Unfortunately yes. The market is either consolidating for a breakout or getting toppy -- I'll let you know which as soon as we figure it out. But as I said this morning, I don't know, and, apparently neither do investors who rushed in and out of stocks today like the audience in a Bugs Bunny joke.
Much like Bugs Bunny pulling the lever that said "Intermission" and causing everyone to run out and crush Elmer Fudd, we played today's action pretty perfectly as we took our vacation on Friday long in the market and short on oil, and today (until 1pm anyway) those were both right on.
The markets were indeed off to a fine start this morning and punched through record highs but pulled away from a fairly bearish Fed report that indicated the Governors aren't as wild about the economy as investors are. I think people are taking the minutes way out of context and the sell-off was unwarranted, even though I expected it to happen.
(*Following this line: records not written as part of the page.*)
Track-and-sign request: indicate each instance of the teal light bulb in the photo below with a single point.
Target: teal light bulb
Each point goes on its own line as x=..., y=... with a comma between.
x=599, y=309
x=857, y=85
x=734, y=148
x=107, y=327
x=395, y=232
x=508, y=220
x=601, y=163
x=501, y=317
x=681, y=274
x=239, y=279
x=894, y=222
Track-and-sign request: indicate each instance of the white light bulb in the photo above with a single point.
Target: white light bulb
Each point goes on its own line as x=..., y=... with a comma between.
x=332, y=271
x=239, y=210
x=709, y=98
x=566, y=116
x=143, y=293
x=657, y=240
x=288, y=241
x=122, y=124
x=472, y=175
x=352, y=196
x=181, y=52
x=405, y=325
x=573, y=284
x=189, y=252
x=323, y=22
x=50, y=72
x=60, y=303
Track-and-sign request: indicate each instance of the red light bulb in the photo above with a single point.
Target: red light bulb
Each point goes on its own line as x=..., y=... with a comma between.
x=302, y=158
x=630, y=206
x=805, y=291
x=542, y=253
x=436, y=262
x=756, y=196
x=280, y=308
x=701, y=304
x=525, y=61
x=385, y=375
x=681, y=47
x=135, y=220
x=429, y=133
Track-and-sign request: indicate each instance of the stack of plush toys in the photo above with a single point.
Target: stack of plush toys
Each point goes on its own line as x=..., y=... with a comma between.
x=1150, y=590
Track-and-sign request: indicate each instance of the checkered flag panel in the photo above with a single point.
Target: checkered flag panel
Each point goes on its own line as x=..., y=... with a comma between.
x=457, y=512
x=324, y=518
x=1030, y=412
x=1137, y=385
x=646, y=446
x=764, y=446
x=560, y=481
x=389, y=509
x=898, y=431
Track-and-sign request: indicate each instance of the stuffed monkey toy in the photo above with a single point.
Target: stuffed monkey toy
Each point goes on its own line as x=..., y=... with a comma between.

We were very comfortable with our choices today as the market failed us at pretty much all of our targets, so we got in and out of positions with pretty good timing:
- Dow 12,550 fell at 1:20, giving us a great exit signal.
- Transports gapped up today and stayed well above the 50 DMA -- our best sign of the day!
- S&P did not hold 1,425, confirming the Dow drop at 1:20
- NYSE did indeed lead us, falling below our 9,200 target at 11. How did they know the Fed minutes would be scary?
- The Nasdaq was braver but also led the others down, turning under our 2,450 mark at 12:50 but giving us some small hope by closing slightly green.
- The SOX gave a great start but finished soundly negative.
- The Russell barely held the 820 mark after being soundly rejected from 830.
Don't blame oil for this one, they did their best by dropping and dropping and then dropping some more finishing the day way down at $58.32 below my $58.71 wish-list target! Next stop may be $57.50 as the roaches scramble to leave the trap.
This is Roach Motel Theory in action as, after a week of weak volume, ExxonMobil Corp. (XOM) and the others simply collapsed as quantity sellers tried to find other suckers buyers to join in the fun! 30M traded shares cost our pals at XOM $14B in market cap in just one day -- oops!
As is often the case, the front month contracts you can see got better support than the contracts you can't (if you can call a $2.53 drop support). February has it's own Roach City being built as just 41K contracts were traded with less than 8K contracts being shaved off what is now 291M barrels en route to Cushing in just 11 more trading days. Keep in mind that last month the contracts closed out with just 90M barrels slated for January delivery so, even ignoring the fact that February is a shorter month, there's still 200M contracts that need to get sold to someone -- any takers?
The March contract got few takers as they are already stacked up with 148M barrels and that cost the sellers $2.72 a barrel, dropping it all the way to $59,41, while April finished at $60.34 and May dropped a whole $3.03 to finish at $61.05. Our reference contract, Dec 2012, lost $2.10 to finish down at $62.41 -- even at that "discount" there were only 4 contracts snapped up by long-range bargain hunters.
Gold ran up to $642 in early trading but then got yanked back into negative territory and finished the day at $629, posting an $8 loss for the day. We were spot-on calling the top in gold when I pointed out, "Notice the miners are not doing well with gold at $642! That means we are very likely to get a dollar bounce here which will shove oil right off a cliff! I'm grabbing some XOM Jan $72.50 puts as a pre-roll for .50, ready to take some of my other Jan puts off the table on a bounce."
That call was a very nice moneymaker for all of us!
Boy I can't wait to see what happens tomorrow!